Hello! I’m Silvana Bialosiewicz, a doctoral student at Claremont Graduate University and Senior Research Associate at the Claremont Evaluation Center. Lately I’ve been giving a lot of thought to the relationship between evaluation and organizational strategic development, and how evaluators can support their clients by participating in strategic development efforts.
I’d like to share some of the valuable lessons I learned engaging in this process as part of a formative evaluation conducted on behalf of a local chapter of Habitat for Humanity. The factors that motivated me to build strategic planning into the evaluation were my action-oriented stakeholders and the Organizational Development expertise of my co-evaluator.
Word of Caution: As an evaluator, engaging in strategic development activities isn’t always appropriate. Let the context of the program, the goals of the evaluation, and your relationship with the organization be your guide when deciding if the situation lends itself to these activities.
Hot Tip: Start the strategic planning conversation early. In the evaluation planning phase, open up a dialogue with your client regarding their strategic planning processes, and the ways in which evaluative data could be used to create action plans, and direct energy and resources towards organizational goals,
Hot Tip: Build strategic planning into the evaluation contract. Knowing that these activities will take place from the start can help foster buy-in into the evaluation process and help the organization hold itself accountable to taking action based on evaluation findings.
Hot Tip: Develop personalized reflective self-assessment tools to support the process. Using the program’s theory of change and the evaluation findings, pose a series of questions to your stakeholders to stimulate reflection and discussion regarding where they are versus where they’d like to be.

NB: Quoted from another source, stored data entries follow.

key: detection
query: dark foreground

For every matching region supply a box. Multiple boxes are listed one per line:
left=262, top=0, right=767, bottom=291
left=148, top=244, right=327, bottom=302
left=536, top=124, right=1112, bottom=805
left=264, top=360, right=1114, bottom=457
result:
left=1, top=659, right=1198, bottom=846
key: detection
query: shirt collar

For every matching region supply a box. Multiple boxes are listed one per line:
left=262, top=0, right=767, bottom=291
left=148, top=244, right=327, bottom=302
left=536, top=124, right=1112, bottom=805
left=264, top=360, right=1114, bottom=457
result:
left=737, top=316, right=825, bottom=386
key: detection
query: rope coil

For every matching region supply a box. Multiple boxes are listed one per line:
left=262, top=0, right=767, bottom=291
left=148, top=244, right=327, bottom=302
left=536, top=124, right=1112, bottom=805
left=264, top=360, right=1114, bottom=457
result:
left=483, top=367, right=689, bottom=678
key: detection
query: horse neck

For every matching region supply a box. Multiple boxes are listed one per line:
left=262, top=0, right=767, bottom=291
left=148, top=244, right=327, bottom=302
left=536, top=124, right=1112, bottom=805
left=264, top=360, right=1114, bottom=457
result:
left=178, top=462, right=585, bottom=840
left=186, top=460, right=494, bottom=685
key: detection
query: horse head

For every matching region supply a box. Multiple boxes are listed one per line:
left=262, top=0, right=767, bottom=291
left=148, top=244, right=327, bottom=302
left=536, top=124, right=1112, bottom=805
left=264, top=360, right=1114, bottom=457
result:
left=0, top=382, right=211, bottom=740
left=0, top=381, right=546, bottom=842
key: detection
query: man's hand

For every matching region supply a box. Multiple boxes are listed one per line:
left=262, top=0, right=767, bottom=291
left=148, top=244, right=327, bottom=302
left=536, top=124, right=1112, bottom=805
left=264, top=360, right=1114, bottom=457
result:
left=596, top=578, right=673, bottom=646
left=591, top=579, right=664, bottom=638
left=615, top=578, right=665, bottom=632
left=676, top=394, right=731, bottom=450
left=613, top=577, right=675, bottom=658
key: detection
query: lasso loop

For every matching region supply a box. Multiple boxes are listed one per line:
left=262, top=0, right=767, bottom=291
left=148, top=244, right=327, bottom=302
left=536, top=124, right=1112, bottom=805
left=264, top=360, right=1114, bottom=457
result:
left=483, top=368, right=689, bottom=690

Hot Tip: Be the voice of the data. If you find yourself sitting at the strategic planning table, speak on behalf of the data. As the evaluator you can support your stakeholders in making data-driven decisions by helping them continuously examine whether strategic plans are aligned with evaluation findings.
Hot Tip: Manage your expectations for organizational change. Understand that organizational development and change is a slow process and program stakeholders have competing priorities and busy schedules. Allow the key-decision makers to captain the ship and dictate the scope and timeline of the development activities.
Rad Resource: The Readiness for Organization Learning and Evaluation (ROLE) Instrument developed by Preskill and Torres is a great tool to help you and the organization determine if strategic planning is appropriate.
Rad Resource: Cassandra O’Neill recently hosted an AEA webinar on this topic entitled The Intersection of Evaluation and Strategy. This quick presentation provides an interesting perspective on the topic, as well as additional resources for interested parties.